Step 12: The receptionists will smirk at each other as if you can't see them when they find out you're a first timer. They don't think you're in as much pain as you think you are. They will send you to the wrong room twice. Once you are in the correct room, you will run to the toilet to vomit again. The delivery nurse will greet you in all your sweaty labor glory. Be sure to kick off your shoes and your pants and poopy underwear right when she introduces herself. Scream while you do it, too.
Step 13: You'll hear the midwife in the other room speaking to the staff. She will say, "Oh, we don't need such and such right now. She's a FIRST TIMER wink wink chuckle chuckle. We are in the PRELIMINARY STAGES eye rolling with a smile." She will turn around as you enter the room and invite you to get on the bed so she can have a look-see.
Step 14: "Oh, my gosh. She's crowning!"
Step 15: Suddenly a swarm of people will encircle the bed, chanting PUSH PUSH PUSH, and you plead for them to set up the squat bar so you can hang off it and squat while your "birth canal" screams with you.
Step 16: The squat bar is up. On your next contraction, roll up off your back, grabbing onto the squat bar. Bite down on the squat bar and drop the f-bomb so loudly that the nurse shushes you. You will have only been pushing for five minutes, but the midwife is ready to be done with her shift and tells you that if you don't push harder, she will give you an episiotomy. Lean in and snarl in her face, "DON'T THREATEN ME."
Step 17: Moments later, everyone will cheer. The baby's head is out! Push for her shoulders! You'll feel your husband touch your arm as he says, "I can see her. You are so close! You're almost there!"
Step 18: Flop back onto your side to help the baby rotate out. Scream. Push. Feel the ring of fire and push harder. Scream some more.

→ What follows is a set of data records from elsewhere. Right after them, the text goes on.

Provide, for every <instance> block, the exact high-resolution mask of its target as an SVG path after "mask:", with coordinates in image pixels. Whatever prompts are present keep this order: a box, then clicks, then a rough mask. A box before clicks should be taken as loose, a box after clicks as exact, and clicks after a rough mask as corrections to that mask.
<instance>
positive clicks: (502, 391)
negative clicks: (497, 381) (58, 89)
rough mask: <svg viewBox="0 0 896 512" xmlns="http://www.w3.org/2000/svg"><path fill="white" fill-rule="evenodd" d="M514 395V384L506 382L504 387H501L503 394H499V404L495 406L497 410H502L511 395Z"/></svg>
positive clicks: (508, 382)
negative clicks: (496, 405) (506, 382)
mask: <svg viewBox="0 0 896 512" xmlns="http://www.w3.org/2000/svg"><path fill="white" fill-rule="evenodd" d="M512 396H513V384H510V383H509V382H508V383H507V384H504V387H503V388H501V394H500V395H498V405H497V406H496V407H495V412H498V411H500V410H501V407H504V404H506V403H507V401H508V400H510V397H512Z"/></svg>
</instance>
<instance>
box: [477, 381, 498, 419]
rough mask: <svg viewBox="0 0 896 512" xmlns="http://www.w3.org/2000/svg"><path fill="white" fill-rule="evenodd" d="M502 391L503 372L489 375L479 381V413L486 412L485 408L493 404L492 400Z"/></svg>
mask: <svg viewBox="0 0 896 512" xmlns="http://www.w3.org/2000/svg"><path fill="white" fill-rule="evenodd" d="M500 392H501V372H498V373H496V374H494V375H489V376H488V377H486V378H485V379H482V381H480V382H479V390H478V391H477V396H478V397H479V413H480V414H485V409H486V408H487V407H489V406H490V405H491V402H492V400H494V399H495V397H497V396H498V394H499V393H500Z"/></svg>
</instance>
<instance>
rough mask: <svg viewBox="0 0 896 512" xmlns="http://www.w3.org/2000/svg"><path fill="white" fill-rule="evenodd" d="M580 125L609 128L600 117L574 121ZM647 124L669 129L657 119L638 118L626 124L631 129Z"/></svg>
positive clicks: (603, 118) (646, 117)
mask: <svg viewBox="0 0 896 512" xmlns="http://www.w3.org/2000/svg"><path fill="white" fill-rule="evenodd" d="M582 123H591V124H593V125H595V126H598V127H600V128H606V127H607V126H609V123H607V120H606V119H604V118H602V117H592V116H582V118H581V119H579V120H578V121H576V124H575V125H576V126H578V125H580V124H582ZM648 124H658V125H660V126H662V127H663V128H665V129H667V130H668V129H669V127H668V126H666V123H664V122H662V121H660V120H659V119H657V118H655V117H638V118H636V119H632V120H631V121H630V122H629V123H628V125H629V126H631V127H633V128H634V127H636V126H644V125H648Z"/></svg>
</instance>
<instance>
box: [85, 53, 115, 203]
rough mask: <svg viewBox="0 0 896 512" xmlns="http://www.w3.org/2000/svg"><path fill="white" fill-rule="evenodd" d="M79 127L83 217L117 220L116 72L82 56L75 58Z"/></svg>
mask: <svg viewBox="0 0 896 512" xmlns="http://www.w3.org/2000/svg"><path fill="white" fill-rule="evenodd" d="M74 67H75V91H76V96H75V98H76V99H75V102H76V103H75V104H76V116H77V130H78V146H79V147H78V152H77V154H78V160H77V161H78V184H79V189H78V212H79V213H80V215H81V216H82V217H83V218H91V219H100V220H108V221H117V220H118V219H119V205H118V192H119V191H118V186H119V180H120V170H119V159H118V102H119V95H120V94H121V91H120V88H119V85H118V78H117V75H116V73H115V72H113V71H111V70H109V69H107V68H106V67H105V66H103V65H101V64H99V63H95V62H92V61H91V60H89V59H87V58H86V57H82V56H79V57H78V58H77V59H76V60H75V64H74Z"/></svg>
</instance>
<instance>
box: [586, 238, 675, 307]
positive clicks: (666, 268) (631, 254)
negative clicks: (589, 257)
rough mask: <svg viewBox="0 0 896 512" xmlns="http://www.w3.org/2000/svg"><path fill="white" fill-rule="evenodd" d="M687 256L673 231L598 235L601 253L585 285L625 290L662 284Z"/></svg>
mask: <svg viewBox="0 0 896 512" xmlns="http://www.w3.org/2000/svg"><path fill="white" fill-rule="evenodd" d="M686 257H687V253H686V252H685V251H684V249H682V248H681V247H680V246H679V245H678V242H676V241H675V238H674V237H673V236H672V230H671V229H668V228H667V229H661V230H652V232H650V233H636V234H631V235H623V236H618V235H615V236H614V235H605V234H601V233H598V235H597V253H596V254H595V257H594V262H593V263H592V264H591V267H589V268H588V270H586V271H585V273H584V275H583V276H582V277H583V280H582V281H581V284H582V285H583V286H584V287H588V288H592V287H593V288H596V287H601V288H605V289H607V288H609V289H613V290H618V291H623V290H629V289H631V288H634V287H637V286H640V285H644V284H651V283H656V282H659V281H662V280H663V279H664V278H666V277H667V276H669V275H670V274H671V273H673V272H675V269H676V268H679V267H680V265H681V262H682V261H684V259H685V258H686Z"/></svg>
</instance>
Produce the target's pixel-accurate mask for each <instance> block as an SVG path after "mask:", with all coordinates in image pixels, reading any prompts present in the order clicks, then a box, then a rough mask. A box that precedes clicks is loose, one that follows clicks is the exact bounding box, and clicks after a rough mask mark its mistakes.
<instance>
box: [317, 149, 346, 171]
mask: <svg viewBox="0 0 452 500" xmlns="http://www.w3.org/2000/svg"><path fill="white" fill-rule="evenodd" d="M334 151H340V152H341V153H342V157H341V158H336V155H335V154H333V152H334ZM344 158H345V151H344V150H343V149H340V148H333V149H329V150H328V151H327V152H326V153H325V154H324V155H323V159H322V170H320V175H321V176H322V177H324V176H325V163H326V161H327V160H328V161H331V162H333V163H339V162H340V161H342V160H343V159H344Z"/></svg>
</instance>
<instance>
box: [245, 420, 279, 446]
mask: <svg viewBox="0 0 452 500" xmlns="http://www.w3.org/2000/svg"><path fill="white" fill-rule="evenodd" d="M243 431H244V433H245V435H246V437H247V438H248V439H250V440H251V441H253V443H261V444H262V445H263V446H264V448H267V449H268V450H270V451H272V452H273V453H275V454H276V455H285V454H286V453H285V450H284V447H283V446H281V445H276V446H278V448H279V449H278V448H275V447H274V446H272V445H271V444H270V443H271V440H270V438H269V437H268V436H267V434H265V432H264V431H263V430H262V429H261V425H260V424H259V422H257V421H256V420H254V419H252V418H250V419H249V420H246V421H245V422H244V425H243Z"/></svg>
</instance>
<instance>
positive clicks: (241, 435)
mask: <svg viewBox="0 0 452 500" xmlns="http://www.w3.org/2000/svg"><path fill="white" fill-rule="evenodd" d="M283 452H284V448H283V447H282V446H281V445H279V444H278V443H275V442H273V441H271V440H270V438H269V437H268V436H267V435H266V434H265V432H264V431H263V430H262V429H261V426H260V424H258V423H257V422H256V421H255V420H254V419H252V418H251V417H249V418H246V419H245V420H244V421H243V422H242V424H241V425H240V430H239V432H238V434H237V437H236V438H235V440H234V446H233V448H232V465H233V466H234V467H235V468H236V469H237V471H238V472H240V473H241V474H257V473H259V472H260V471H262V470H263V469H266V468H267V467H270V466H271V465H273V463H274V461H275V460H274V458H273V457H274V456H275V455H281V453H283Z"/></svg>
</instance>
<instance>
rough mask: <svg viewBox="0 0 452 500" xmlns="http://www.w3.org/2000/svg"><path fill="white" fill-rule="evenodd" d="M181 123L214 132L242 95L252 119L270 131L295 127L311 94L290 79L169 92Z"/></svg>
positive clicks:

Step 19: Suddenly, you will have lost 6 lbs 5 oz. It will only have been an hour since you went into hard (very hard) labor. It will be the most surreal weight loss experience you'll have. You will be breathing heavily, dripping in sweat, flat on your back in utter exhaustion. You will look down and realize you are completely naked. Your clothes are strewn all over the room, and you don't know at what point that happened, and you decide you don't care.
Step 20: As you turn your head, you will see your husband across the room cutting the umbilical cord. You'll see him drop the scissors to bring his hands to his mouth to choke out a sob as he peers down at the 6 lbs 5 oz--the baby, healthy and wonderful and so peaceful that the midwife and nurse say they don't see such quiet babies often. Moments later, your baby will be snuggled into you, her giant blue eyes fluttering open and her breathing steady and calm. All of this will be happening while the midwife stitches you up--sans anesthesia, because you figure nothing will hurt compared to what you just felt. (You will be correct.)
Step 21: Hold your baby. Tickle your nose against her scalp because she will smell amazing. You and your husband will give her soft kisses over and over. As you come out of the bathroom from brushing your teeth, you'll catch your husband looking at your sleeping baby, telling her in a low whisper how much he loves her. The nurses will tuck you all in and turn off the lights for you to sleep. You won't sleep a wink, though. You will be cuddled up to her, watching her chest rise and fall until the quiet sun beams streak through the shudders and light up the dust in the air. Outside, it is crisp and cool, and you can see cars and people from the window. And you and your new family will be squished onto one small bed--dazed, speechless, warm, and humbled.